Another JAMA statistic stated that 20 percent of all people who see an allopath will suffer an iatrogenic (doctor-induced) injury.

Again, according to JAMA, 16 percent of all people who die in the hospital are determined by autopsy to have died of something other than their admission diagnosis. In other words, the doctor had no idea what was really wrong with the patient and, therefore, the patient may have died for want of appropriate care that would have been subsequent to an accurate diagnosis.

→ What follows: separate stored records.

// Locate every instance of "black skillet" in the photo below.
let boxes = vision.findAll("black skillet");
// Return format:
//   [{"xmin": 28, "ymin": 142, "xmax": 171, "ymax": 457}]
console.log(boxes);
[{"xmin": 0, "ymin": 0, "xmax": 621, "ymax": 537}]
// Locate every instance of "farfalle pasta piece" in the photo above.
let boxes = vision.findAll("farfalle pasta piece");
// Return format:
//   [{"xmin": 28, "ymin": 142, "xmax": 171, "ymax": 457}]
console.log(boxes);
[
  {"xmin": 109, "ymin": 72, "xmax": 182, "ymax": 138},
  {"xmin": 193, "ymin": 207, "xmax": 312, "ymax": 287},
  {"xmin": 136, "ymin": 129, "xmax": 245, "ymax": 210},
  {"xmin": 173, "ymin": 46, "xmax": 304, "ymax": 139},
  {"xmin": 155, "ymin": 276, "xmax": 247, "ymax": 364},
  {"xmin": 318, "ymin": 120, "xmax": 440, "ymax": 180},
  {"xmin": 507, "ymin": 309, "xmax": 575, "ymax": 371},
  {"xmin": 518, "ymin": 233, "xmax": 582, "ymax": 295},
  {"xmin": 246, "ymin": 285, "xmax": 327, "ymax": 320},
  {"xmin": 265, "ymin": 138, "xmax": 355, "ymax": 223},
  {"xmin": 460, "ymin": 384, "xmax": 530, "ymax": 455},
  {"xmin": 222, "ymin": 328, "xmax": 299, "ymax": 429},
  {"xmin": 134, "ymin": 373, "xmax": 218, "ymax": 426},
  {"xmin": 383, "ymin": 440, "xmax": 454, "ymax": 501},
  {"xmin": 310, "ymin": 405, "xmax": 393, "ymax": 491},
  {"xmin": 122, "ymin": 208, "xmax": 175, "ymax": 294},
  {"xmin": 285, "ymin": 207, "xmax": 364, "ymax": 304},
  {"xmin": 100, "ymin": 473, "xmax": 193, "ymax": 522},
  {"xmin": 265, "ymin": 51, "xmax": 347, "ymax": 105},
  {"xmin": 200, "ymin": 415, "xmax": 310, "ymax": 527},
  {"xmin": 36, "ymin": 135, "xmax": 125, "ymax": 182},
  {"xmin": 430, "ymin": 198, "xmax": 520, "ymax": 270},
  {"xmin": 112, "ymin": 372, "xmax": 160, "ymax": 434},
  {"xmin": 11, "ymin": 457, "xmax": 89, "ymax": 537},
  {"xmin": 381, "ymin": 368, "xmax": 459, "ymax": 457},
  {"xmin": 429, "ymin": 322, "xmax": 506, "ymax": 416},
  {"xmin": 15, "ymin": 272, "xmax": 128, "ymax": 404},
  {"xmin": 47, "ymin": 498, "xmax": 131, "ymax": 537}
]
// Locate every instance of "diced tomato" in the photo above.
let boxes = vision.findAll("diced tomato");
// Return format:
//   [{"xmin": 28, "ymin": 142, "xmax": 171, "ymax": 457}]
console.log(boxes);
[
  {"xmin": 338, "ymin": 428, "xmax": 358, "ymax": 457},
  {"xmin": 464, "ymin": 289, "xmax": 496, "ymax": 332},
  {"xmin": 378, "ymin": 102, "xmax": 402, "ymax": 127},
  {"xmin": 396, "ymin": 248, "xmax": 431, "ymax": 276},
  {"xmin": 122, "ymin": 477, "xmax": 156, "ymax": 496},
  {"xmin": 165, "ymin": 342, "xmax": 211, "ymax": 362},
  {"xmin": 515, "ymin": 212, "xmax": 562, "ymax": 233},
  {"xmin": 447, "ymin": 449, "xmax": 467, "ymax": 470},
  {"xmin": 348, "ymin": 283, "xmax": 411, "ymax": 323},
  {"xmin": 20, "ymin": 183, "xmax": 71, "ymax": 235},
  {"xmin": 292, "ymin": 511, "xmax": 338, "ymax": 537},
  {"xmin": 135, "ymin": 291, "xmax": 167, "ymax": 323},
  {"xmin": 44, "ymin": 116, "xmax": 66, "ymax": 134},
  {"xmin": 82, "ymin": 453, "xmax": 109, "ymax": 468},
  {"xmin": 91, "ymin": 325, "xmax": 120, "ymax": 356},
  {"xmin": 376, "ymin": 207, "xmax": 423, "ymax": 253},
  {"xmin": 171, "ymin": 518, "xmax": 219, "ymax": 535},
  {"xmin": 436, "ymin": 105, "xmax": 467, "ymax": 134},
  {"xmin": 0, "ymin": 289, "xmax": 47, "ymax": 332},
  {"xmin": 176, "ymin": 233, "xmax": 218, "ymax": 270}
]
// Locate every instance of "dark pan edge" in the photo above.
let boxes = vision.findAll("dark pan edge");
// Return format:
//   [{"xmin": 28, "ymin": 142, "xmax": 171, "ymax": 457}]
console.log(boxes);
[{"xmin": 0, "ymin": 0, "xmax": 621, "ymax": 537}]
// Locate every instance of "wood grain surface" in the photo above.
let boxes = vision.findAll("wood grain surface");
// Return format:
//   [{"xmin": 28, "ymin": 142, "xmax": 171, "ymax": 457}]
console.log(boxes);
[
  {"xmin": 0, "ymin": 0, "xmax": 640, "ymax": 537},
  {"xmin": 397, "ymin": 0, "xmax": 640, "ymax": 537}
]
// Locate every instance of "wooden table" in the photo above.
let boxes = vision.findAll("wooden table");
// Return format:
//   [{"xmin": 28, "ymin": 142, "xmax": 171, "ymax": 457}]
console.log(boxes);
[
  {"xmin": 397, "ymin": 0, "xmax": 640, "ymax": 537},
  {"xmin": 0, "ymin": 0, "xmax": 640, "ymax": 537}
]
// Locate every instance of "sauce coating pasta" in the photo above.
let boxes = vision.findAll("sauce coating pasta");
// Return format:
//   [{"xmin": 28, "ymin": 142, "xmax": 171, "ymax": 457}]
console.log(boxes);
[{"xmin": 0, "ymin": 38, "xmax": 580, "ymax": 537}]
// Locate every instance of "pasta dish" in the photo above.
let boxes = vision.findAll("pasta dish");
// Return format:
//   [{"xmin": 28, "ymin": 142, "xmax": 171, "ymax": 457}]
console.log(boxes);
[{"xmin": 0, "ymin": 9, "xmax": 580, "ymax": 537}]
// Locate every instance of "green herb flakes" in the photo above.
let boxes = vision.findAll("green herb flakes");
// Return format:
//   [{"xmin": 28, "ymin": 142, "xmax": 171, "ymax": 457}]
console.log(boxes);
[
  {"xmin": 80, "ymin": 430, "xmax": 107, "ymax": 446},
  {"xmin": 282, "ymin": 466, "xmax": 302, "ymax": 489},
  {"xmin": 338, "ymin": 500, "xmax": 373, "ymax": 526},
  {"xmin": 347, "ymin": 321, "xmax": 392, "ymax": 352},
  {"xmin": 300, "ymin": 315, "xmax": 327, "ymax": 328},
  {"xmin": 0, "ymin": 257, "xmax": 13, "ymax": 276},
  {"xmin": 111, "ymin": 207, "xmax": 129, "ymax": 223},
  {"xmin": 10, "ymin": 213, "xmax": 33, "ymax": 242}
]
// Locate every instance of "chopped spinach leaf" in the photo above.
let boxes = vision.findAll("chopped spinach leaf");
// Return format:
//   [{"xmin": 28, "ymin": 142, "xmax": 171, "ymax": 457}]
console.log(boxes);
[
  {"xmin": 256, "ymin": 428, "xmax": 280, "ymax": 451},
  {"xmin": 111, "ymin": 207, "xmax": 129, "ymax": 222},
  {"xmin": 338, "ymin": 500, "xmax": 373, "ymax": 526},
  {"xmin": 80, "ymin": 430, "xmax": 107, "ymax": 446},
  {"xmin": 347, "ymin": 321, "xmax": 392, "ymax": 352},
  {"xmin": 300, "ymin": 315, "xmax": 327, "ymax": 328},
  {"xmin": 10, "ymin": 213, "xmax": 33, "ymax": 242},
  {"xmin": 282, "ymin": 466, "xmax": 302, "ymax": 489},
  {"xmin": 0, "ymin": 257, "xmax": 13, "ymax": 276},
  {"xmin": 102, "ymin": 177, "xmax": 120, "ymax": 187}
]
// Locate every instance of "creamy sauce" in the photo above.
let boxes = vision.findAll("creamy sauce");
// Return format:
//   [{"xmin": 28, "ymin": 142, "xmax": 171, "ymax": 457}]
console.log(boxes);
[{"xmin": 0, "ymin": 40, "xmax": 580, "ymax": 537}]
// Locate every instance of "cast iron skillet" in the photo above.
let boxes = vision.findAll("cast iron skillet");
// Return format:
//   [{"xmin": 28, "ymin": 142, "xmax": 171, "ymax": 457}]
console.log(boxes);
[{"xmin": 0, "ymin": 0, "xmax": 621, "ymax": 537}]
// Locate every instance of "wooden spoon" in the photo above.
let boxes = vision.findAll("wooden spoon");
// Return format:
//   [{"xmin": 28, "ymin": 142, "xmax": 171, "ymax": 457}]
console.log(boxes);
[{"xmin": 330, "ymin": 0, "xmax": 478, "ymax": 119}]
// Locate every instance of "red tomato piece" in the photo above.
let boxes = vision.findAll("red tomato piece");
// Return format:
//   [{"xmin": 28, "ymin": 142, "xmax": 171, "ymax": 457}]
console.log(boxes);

Another trade publication, American Medical News, stated that 28 percent of people admitted to hospitals are there because they have suffered an adverse reaction to prescribed drugs.

Allopaths are miserably losing the battle against viruses and bacteria. Antibiotics do not work. We need to take a different tack because this is obviously not working. Only ozone therapy offers hope against the increasingly resistant 'germs'.

The British Medical Journal Lancet states that only one percent of all scientific research papers which explore medicine are scientifically sound. So, if that is true, then not only are allopathic doctors incorrect in their understanding of the basic nature of disease, they are basing their conclusions, and therefore their diagnosis and treatment of people, on flawed science. And it is killing us.